If you go for MOSFETs make sure you protect the gates as the voltage on the feedback winding could be enough to zap them. Alternatively, try more modern, faster, higher gain BJTs, the 2N3055 is old and slow.

[mikeselectricstuff]

Resistors can be problematic at HV as they can  arc over.   The best way is to limit current on  the low-voltage side if possible.

[Zero999]

High voltage capacitors are a good way of limiting the current of AC circuit but i wouldn't recommend them here because: you'll need more than one in series, the frequency is unstable so you won't know the current and there can' be resonance with the transformer's inductance.

I think measuring the short circuit current first is the best approach, then at least you know if it needs current limiting and you can calculate the internal impedance of the supply.
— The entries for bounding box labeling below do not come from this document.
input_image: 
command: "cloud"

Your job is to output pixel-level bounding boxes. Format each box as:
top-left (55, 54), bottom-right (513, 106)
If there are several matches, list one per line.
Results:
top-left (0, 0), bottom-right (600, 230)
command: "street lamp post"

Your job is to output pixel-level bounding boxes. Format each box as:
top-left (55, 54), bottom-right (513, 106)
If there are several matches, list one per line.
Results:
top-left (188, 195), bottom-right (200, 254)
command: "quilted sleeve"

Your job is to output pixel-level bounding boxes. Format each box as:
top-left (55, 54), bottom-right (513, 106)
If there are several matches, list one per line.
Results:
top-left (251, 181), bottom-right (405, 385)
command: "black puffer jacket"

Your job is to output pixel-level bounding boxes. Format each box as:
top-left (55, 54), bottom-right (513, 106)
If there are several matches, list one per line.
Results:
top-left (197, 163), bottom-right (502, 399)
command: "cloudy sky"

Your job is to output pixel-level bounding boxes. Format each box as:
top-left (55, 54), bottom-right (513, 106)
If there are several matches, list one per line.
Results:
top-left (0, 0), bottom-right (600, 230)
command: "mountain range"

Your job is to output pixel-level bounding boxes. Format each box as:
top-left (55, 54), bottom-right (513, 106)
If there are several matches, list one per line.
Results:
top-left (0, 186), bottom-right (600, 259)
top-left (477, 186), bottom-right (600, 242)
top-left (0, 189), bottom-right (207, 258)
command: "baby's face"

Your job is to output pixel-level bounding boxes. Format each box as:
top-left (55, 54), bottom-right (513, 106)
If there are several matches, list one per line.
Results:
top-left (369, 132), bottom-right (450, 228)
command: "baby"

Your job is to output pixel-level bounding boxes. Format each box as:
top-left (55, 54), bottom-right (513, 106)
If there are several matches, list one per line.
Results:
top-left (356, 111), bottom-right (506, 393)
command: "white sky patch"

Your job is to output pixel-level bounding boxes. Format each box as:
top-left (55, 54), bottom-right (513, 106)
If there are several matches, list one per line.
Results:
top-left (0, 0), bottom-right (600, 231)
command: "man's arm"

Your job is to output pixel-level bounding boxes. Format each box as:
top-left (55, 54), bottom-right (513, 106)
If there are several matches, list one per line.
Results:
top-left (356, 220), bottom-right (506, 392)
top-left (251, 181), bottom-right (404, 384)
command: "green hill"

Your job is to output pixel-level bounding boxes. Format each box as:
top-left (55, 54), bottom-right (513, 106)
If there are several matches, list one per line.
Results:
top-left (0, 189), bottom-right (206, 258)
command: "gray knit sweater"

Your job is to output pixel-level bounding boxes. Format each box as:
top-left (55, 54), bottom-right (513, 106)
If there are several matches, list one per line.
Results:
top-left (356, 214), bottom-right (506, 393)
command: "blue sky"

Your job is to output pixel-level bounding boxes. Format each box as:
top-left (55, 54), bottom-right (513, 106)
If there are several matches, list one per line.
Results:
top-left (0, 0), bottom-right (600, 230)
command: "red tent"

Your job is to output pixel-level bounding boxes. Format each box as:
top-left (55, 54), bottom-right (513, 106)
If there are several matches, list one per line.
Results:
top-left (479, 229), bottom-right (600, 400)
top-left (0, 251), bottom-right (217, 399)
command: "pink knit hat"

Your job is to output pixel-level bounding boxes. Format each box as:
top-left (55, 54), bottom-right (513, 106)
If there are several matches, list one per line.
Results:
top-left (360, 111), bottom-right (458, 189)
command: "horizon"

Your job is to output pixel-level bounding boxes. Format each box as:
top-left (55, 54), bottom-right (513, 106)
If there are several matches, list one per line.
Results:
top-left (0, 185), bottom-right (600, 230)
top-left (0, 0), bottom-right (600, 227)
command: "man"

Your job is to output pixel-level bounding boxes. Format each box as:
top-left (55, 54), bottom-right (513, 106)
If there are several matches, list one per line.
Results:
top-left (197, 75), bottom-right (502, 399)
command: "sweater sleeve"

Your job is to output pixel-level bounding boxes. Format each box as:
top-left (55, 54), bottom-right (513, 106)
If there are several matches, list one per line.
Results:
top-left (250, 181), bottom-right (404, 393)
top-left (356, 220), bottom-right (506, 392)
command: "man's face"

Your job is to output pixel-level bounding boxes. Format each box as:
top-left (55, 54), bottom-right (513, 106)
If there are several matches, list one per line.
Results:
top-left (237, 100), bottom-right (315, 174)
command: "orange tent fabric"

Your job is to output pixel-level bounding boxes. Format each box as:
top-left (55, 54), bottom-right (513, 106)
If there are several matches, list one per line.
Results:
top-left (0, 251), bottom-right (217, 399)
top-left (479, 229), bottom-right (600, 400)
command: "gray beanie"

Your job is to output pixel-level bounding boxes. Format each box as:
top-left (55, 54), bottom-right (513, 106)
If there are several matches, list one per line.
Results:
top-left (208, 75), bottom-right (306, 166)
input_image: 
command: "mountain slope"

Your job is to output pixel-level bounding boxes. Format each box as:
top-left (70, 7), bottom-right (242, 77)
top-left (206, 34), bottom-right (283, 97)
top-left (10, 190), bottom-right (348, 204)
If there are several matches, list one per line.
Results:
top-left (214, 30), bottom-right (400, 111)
Another option is to measure the leakage inductance of the transformer and output the frequency when short circuited, then you can calculate the short circuit current created by the fundamental frequency but that won't be as good as measuring it.

[kahvikello]

This is very safe high voltage power supply

[richard.cs]

RS stock some HV resistors, from memory they're made by Vishay, 3W, 10kV and available in 100k to 68M. I regularly use series chains of them in plastic tubes. Obviously this reduces heat dissipation a bit so you shouldn't use them at maximum continuous dissipation when in a tube.

I regularly use these resistor chains for current limiting and bleed downs up to 150 kV.